A coalition of activists and labor unions has written an open letter to General Electric, accusing the corporation of paying no taxes in the state of Connecticut, and commending the legislature for its attempt to increase business taxes in the recent budget bill.
A small crowd rallied by the AFLCIO and the Connecticut Working Families Party gathered Thursday outside the Hartford offices of the Connecticut Business and Industry Association to protest the recent intervention in the state budget process by GE.
"It’s shameful that General Electric, which has been around for over 100 years, and makes more money than almost every company in the world, is now complaining about paying taxes for roads, for firefighters, for police officers, for clean water," said AFLCIO spokesman David Dal Zin. "The workers at GE pay a higher percentage in taxes than the company they work for.”
Meanwhile, Tom Swan of the Connecticut Citizen Action Group accused the CBIA of dishonesty. He said the state has one of the lowest effective corporate tax rates in the nation, and that the legislature’s efforts to lower property taxes are far more relevant to the majority of businesses.
"So in order to protect General Electric’s ability to hide their profits from the people of Connecticut CBIA is going to screw the rest of their members by continuing to keep property taxes high," Swan told the crowd.
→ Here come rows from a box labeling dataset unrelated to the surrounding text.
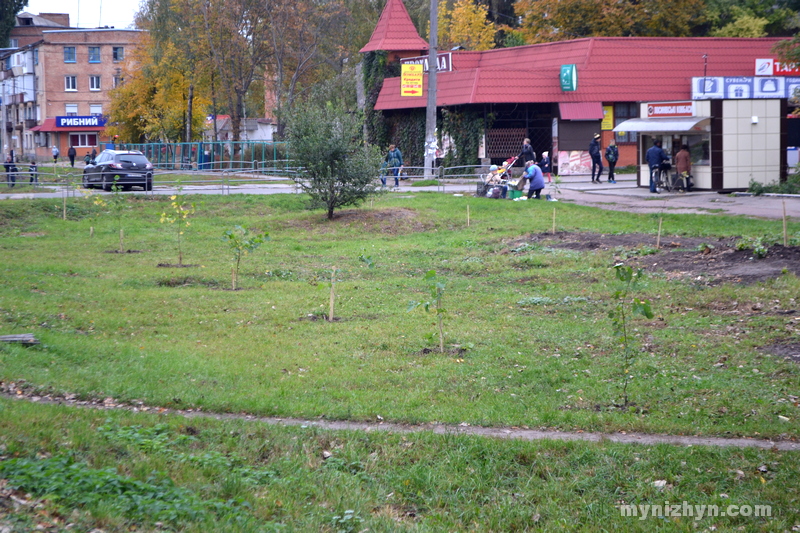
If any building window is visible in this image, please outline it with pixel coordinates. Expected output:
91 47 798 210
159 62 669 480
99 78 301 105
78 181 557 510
614 103 639 143
69 133 97 148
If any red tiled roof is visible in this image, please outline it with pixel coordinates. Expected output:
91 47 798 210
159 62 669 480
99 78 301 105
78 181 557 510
375 37 780 110
360 0 428 53
28 118 106 133
558 102 603 120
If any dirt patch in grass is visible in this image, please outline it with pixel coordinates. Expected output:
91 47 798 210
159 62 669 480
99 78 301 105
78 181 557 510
511 232 800 283
156 276 219 289
288 206 433 235
762 342 800 364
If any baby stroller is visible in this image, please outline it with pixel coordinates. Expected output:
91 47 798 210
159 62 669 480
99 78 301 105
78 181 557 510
475 157 525 198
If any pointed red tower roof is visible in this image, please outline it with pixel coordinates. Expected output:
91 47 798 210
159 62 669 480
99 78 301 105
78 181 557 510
360 0 428 53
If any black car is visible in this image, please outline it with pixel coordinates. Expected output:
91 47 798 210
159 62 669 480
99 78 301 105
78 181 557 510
83 150 153 191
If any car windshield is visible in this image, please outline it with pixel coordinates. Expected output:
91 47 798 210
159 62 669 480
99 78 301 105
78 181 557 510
119 154 147 166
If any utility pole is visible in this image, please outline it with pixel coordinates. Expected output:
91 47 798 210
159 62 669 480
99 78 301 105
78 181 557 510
425 0 439 179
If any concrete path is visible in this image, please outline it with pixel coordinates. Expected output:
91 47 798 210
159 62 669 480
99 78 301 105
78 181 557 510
0 174 800 219
0 390 800 451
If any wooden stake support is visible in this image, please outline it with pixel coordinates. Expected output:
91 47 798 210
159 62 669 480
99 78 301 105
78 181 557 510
782 200 789 247
656 217 664 250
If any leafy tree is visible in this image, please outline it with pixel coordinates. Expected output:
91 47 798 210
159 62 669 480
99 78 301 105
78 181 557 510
711 6 769 37
288 102 381 220
199 0 274 153
265 0 346 136
0 0 28 48
705 0 800 37
514 0 705 43
438 0 497 50
109 0 211 142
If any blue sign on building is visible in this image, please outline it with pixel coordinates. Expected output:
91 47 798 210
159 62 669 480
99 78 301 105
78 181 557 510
56 115 106 128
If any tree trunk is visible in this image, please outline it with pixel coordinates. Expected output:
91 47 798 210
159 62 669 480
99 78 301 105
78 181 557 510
184 83 194 143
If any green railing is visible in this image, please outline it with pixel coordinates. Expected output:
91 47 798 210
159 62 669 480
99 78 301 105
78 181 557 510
115 141 290 173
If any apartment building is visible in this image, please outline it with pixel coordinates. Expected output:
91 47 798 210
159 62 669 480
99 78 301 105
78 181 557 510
0 15 141 160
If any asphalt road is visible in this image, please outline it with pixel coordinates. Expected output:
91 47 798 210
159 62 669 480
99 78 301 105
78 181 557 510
0 171 800 220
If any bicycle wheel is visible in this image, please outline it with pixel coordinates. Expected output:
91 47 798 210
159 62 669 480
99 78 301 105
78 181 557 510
659 170 672 192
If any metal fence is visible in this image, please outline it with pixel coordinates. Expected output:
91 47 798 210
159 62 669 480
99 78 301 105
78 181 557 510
115 141 290 172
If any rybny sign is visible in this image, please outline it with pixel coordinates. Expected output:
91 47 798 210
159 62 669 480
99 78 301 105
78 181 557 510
56 116 106 128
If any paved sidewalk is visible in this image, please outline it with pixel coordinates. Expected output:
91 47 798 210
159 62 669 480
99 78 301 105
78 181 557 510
0 174 800 220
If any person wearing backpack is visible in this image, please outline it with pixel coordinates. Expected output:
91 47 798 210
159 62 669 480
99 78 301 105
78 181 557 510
606 137 619 183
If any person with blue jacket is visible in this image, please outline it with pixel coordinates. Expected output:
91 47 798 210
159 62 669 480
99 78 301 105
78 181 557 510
522 161 544 200
644 140 669 194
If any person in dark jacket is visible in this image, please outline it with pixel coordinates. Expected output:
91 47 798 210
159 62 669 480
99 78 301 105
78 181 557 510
589 133 603 183
3 156 12 187
539 151 553 183
644 140 669 194
606 138 619 183
386 144 403 188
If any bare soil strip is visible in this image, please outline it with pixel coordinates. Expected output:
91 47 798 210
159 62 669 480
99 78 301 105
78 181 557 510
0 390 800 451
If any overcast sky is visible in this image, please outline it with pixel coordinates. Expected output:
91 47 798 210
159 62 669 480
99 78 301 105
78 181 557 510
23 0 139 29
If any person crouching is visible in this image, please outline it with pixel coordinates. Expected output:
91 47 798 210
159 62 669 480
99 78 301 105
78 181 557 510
522 161 544 200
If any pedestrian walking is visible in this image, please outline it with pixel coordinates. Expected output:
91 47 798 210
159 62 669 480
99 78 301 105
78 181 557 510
606 138 619 183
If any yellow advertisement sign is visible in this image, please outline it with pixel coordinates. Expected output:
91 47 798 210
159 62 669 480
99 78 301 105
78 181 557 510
400 64 422 96
600 105 614 131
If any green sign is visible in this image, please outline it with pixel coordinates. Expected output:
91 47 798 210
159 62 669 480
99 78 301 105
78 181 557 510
560 65 578 91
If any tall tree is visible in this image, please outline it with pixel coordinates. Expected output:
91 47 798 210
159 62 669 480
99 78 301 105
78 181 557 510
265 0 346 136
514 0 705 43
438 0 497 50
200 0 274 154
0 0 28 48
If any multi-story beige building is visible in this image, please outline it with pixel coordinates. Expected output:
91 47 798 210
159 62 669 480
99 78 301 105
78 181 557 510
0 14 140 164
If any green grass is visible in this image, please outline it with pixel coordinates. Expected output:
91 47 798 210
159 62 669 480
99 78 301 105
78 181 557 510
0 193 800 532
0 193 800 437
0 400 800 532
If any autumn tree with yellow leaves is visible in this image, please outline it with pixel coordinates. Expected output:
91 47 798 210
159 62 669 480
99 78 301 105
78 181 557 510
428 0 497 50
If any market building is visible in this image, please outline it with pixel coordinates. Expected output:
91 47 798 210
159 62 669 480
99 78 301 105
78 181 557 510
0 13 140 164
362 0 800 190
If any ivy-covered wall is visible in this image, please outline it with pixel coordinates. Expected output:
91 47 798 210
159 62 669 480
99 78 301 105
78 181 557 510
362 52 489 167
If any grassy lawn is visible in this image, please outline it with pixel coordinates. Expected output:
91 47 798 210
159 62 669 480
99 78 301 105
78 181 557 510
0 193 800 531
0 400 800 532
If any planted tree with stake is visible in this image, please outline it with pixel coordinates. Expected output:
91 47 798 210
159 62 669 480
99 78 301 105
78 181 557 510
222 226 269 291
289 102 381 220
608 263 653 406
408 270 447 353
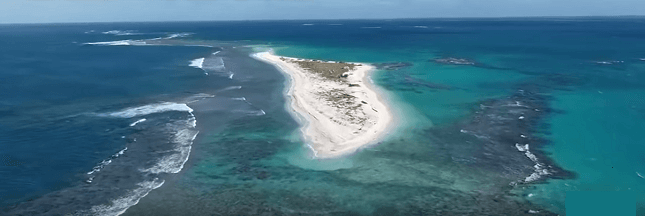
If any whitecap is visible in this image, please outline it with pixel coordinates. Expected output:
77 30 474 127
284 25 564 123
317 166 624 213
85 178 165 216
188 58 205 69
141 119 199 174
102 30 141 36
98 102 193 118
219 86 242 92
515 143 550 183
130 119 146 127
87 147 128 176
84 40 147 46
166 32 193 39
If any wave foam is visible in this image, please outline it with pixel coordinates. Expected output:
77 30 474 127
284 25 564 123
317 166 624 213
130 119 146 127
84 40 148 46
85 147 128 183
515 143 549 183
99 102 193 118
102 30 141 36
141 114 199 174
166 32 194 39
219 86 242 92
85 178 165 216
188 58 205 70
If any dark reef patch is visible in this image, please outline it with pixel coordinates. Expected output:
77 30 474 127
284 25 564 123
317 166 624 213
427 82 575 185
403 75 455 90
374 62 413 71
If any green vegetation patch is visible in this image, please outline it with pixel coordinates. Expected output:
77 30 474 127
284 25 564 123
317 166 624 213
280 58 360 82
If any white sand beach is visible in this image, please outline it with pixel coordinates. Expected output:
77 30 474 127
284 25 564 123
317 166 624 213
252 52 393 158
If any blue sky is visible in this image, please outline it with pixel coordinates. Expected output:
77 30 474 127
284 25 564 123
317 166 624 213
0 0 645 23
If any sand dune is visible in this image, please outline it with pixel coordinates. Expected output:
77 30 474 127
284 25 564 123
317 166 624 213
253 52 393 158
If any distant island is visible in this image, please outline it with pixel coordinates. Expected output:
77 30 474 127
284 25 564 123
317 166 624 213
253 52 393 158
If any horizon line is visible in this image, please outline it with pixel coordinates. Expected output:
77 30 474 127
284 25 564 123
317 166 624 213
0 15 645 25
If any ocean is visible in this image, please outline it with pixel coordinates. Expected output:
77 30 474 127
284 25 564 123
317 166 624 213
0 18 645 215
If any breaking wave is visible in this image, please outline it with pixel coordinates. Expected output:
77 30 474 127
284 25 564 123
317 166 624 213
99 102 193 118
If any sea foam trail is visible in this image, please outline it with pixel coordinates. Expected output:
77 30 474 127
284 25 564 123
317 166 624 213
99 102 193 118
83 178 165 216
515 143 549 182
89 101 197 216
189 58 205 70
130 119 146 127
102 30 142 36
219 86 242 92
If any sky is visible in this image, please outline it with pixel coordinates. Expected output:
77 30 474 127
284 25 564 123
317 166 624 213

Not surprisingly, the state’s largest business organization sees it differently. CBIA’s Bonnie Stewart had an immediate response to the rally.
"This is not simply an issue about the larger companies," Stewart told reporters, "because they have a significant supply chain that deals with thousands of small and mid-size business in Connecticut, whether you’re talking about the local pizza place, the machine shop on the corner. We all care about those businesses, because they are what make our economy work."
GE, along with Aetna, has threatened to leave Connecticut over the budget issue. And other states are listening. Texas and Indiana are the latest states to reach out in a very public way to court Connecticut’s discontented corporations.